Appendix A.5: Sense-Reversing Barrier¶
Source: spin_barrier_wait, spin_barrier_wait_tasks
The runtime's barrier is a centralized sense-reversing barrier from Mellor-Crummey & Scott ("Algorithms for Scalable Synchronization on Shared-Memory Multiprocessors", ACM TOCS 9(1), 1991).
Data Structure¶
typedef struct {
atomic_int count; /* threads remaining (decremented by arrivals) */
atomic_int sense; /* global sense flag (flipped by last arrival) */
int size; /* team size (reset value for count) */
} spin_barrier_t;
Each thread also maintains a thread-local int local_sense, initially 0.
Algorithm¶
-
Arrive: Thread flips its
local_sense(1 - local_sense), then atomically decrementscountwithmemory_order_acq_rel. -
Last thread (decrement returns 1): Resets
counttosize(relaxed store), then flips the globalsenseto matchlocal_sense(release store). This releases all waiting threads. -
Other threads: Spin-wait until the global
sensematches theirlocal_sense(acquire load).

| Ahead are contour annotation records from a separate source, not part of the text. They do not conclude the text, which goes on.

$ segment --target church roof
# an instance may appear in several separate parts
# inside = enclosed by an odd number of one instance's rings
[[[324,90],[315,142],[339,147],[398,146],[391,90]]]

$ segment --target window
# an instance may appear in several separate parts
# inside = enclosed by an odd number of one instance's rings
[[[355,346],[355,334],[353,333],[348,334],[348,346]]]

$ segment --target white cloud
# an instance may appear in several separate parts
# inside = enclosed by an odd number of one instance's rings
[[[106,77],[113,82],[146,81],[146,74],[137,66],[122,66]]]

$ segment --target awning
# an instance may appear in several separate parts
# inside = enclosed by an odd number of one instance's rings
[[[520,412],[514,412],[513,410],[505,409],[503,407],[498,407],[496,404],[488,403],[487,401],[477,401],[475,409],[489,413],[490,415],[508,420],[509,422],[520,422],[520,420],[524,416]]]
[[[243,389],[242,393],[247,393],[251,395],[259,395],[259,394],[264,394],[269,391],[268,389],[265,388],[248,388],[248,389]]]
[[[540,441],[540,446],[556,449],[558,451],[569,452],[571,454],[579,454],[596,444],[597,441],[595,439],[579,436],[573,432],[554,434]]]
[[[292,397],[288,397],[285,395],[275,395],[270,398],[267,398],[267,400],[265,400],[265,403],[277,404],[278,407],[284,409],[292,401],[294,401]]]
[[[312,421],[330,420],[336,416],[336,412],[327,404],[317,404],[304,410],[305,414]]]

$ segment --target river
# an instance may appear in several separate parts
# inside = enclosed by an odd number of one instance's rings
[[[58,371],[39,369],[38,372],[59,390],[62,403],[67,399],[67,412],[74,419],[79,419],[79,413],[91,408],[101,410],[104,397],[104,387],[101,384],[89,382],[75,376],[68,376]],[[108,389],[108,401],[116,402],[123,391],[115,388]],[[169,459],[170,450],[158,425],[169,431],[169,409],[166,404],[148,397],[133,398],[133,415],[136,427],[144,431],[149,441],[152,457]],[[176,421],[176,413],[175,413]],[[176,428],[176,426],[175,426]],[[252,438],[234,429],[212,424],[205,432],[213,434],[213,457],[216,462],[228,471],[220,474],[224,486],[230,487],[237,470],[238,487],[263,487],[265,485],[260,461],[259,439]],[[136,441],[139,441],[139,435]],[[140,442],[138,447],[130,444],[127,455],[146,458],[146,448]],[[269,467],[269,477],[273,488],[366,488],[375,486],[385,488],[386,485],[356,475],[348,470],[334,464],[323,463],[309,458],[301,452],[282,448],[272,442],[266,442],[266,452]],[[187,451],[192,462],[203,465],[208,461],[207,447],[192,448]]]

The sense-reversing trick avoids the resetting race in naive barriers: because each phase uses the opposite sense value, threads that haven't yet left a barrier cannot be confused with threads entering the next one.
Hybrid Spin-Wait¶
Spinning uses a three-tier strategy controlled by g_spin_iters
(configurable via OMP_WAIT_POLICY):
- Spin with
pause: For the firstg_spin_itersiterations (~4000 default), execute_mm_pause()to reduce pipeline contention and save power on x86. sched_yield(): After the spin threshold, yield the CPU to other threads. This avoids wasting cycles during longer waits.- Condvar fallback: The worker pool's generation-counter wait (not the
barrier itself) uses
pthread_cond_waitfor idle periods between parallel regions.

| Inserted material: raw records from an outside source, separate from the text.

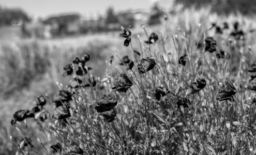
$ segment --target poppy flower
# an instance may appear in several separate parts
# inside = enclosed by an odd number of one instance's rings
[[[61,90],[53,96],[53,102],[56,107],[61,106],[65,102],[69,102],[72,100],[71,94],[67,90]]]
[[[71,79],[68,83],[68,85],[69,87],[72,88],[77,88],[80,86],[82,84],[82,80],[76,78]]]
[[[20,147],[21,149],[24,149],[26,146],[33,147],[32,141],[29,138],[24,137],[20,141]]]
[[[82,57],[82,60],[86,63],[87,61],[90,60],[90,55],[87,53],[85,53],[84,55]]]
[[[183,106],[184,108],[189,107],[188,104],[190,104],[190,101],[186,98],[184,98],[178,100],[177,102],[177,105],[178,105],[178,107],[180,109],[180,106]]]
[[[72,64],[66,65],[66,66],[64,66],[63,69],[65,71],[65,72],[62,74],[63,76],[70,75],[72,74],[72,73],[73,73],[73,67],[72,67]]]
[[[203,79],[197,79],[196,81],[191,85],[192,91],[190,92],[191,94],[200,91],[206,85],[206,82]]]
[[[248,69],[247,71],[249,72],[256,72],[256,64],[252,64],[251,66],[251,68]]]
[[[127,28],[125,28],[119,35],[120,37],[127,38],[131,36],[131,32]]]
[[[228,79],[225,79],[216,94],[216,100],[220,101],[229,100],[236,93],[236,89],[234,85]]]
[[[102,113],[111,111],[117,104],[117,98],[116,91],[113,90],[107,95],[104,95],[97,102],[98,106],[95,106],[95,109],[98,113]]]
[[[130,44],[130,42],[131,42],[131,37],[128,37],[127,38],[126,38],[125,40],[125,42],[124,42],[124,45],[125,47],[128,47],[129,45],[129,44]]]
[[[122,61],[119,64],[120,65],[126,66],[130,61],[131,60],[129,58],[129,56],[128,55],[125,55],[122,58]]]
[[[178,64],[183,66],[186,65],[186,60],[187,59],[187,55],[185,54],[184,55],[182,56],[178,59]]]
[[[118,91],[126,92],[127,90],[132,86],[132,83],[126,74],[121,74],[113,82],[115,89]]]
[[[83,155],[84,151],[79,147],[76,147],[73,148],[68,153],[67,155]]]
[[[229,54],[221,50],[219,53],[216,53],[216,57],[218,58],[228,58],[229,57]]]
[[[38,113],[41,111],[41,109],[38,107],[38,106],[36,106],[34,107],[31,110],[31,112],[33,113]]]
[[[28,110],[22,110],[16,112],[13,114],[13,119],[11,121],[11,124],[13,126],[17,121],[22,121],[27,118],[32,118],[35,116],[35,114]]]
[[[222,30],[221,29],[221,28],[220,28],[220,27],[219,27],[218,26],[216,26],[215,33],[219,34],[222,34]]]
[[[163,87],[158,87],[155,90],[155,97],[158,101],[159,101],[162,97],[170,92],[171,91],[166,88],[164,89]]]
[[[223,23],[223,29],[229,29],[229,24],[227,22],[224,22]]]
[[[126,71],[128,71],[128,70],[131,70],[132,69],[132,67],[133,67],[134,65],[134,63],[133,61],[131,60],[129,63],[129,64],[127,64],[126,66]]]
[[[207,37],[205,40],[205,51],[209,51],[209,52],[213,52],[216,51],[216,41],[213,39],[213,37]]]
[[[148,40],[144,41],[145,43],[152,44],[156,42],[158,40],[158,36],[154,33],[151,34],[148,37]]]
[[[141,60],[141,63],[137,66],[138,71],[140,74],[144,74],[153,69],[155,65],[155,60],[150,57],[147,57]]]
[[[69,108],[70,107],[68,105],[57,107],[53,112],[53,118],[57,119],[63,119],[70,117]]]
[[[102,114],[104,117],[104,120],[108,122],[111,122],[115,120],[115,117],[116,116],[116,113],[114,111],[111,113],[110,115],[103,114]]]
[[[256,91],[256,81],[253,80],[248,84],[247,89],[251,90]]]
[[[62,147],[61,144],[57,143],[55,145],[52,145],[50,147],[50,152],[52,153],[56,153],[61,152],[62,150]]]

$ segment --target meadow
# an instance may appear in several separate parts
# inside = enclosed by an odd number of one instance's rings
[[[1,154],[256,154],[255,19],[167,17],[1,40]]]

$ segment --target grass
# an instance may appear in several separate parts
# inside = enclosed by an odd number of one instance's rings
[[[2,43],[0,86],[4,90],[3,102],[7,103],[0,107],[5,112],[4,118],[10,120],[17,110],[31,109],[32,102],[40,95],[47,99],[44,108],[47,111],[43,113],[48,117],[45,122],[27,119],[27,125],[22,121],[16,128],[9,127],[9,120],[2,121],[3,126],[8,127],[1,128],[0,136],[6,138],[1,137],[5,140],[0,142],[6,144],[6,147],[1,148],[2,152],[14,153],[12,150],[52,154],[49,153],[50,146],[59,143],[63,149],[56,154],[66,154],[74,147],[81,148],[86,154],[254,153],[255,103],[251,98],[254,94],[246,88],[252,75],[247,70],[255,58],[255,32],[251,30],[255,23],[242,16],[210,14],[208,8],[192,8],[169,17],[169,20],[155,27],[130,29],[132,46],[128,47],[123,45],[125,38],[119,37],[118,33]],[[220,35],[210,28],[213,22],[220,25],[224,21],[232,24],[236,20],[246,33],[245,41],[229,39],[231,29]],[[156,33],[159,39],[148,45],[143,41],[152,32]],[[205,52],[203,48],[197,48],[199,42],[209,36],[217,41],[217,51]],[[142,55],[134,57],[132,48]],[[215,54],[220,49],[230,55],[229,58],[217,58]],[[93,69],[79,78],[85,84],[94,76],[97,84],[68,89],[66,85],[72,77],[63,77],[63,67],[84,53],[91,55],[86,65]],[[178,59],[185,53],[187,59],[183,66],[178,64]],[[114,57],[112,65],[109,64],[110,55]],[[125,67],[118,65],[118,57],[125,55],[134,60],[132,70],[126,71]],[[150,55],[157,65],[140,74],[137,69],[140,60]],[[122,73],[128,75],[132,86],[126,93],[117,92],[117,105],[110,113],[97,112],[95,107],[99,99],[113,90],[113,81]],[[230,88],[223,77],[236,89],[231,101],[216,99],[220,85]],[[103,78],[107,80],[101,82]],[[190,94],[192,83],[203,78],[205,87]],[[63,86],[56,85],[56,81]],[[51,103],[58,86],[68,90],[72,96],[68,103],[72,114],[67,118],[68,123],[52,117],[54,109]],[[158,87],[170,90],[160,101],[154,95]],[[177,108],[177,102],[184,98],[189,99],[190,106],[185,104],[184,110]],[[111,112],[117,116],[109,122],[104,115]],[[31,139],[33,147],[19,149],[19,141],[24,136]],[[39,136],[42,143],[36,140]]]

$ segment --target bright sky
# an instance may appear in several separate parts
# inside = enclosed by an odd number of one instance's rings
[[[79,13],[85,16],[104,14],[110,6],[115,11],[127,9],[148,9],[158,2],[170,8],[174,0],[0,0],[0,5],[21,8],[36,19],[61,13]]]

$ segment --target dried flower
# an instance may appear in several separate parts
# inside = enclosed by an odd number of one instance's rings
[[[147,57],[141,60],[141,63],[137,66],[138,70],[140,74],[144,74],[153,69],[155,65],[155,60],[149,57]]]
[[[193,83],[191,85],[192,91],[190,92],[191,94],[194,94],[198,91],[200,91],[205,87],[206,85],[206,82],[203,79],[197,79],[197,82]]]
[[[178,100],[177,102],[177,105],[178,105],[178,107],[180,109],[180,106],[183,106],[183,107],[189,107],[188,104],[190,104],[190,101],[187,98],[184,98]]]
[[[171,92],[166,88],[164,89],[163,87],[158,87],[155,90],[155,97],[158,101],[159,101],[162,97]]]
[[[207,37],[205,41],[205,51],[212,53],[216,51],[216,41],[213,37]]]
[[[113,89],[115,89],[118,91],[124,92],[125,93],[132,86],[132,83],[126,74],[120,74],[114,80],[113,83],[115,85]]]
[[[220,101],[229,100],[236,93],[236,89],[234,85],[225,79],[216,95],[216,100]]]
[[[95,106],[95,109],[98,113],[111,111],[117,104],[117,98],[115,90],[112,90],[107,95],[104,95],[97,102],[98,106]]]
[[[145,40],[144,42],[145,43],[152,44],[156,42],[157,40],[158,40],[158,36],[155,33],[153,33],[148,37],[148,40]]]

The OMP_WAIT_POLICY environment variable controls aggressiveness:
active sets 10000 spin iterations, passive sets 100.
Task-Stealing Variant¶
spin_barrier_wait_tasks
extends the barrier with work stealing during the spin-wait phase:
- While waiting: If
g_tasks_pending > 0, attempt to steal and execute a task from another thread's queue. Reset the spin counter after productive work. - Last thread: Before releasing the barrier, drain all remaining
tasks (spin on
g_tasks_pendinguntil zero). This ensures no tasks are lost when GCC omits explicitGOMP_barriercalls after#pragma omp single.
The g_tasks_pending fast-path check (acquire load of a single atomic)
avoids the cost of scanning per-thread queues when no tasks exist. This
is critical for the common case where barriers are used without tasks.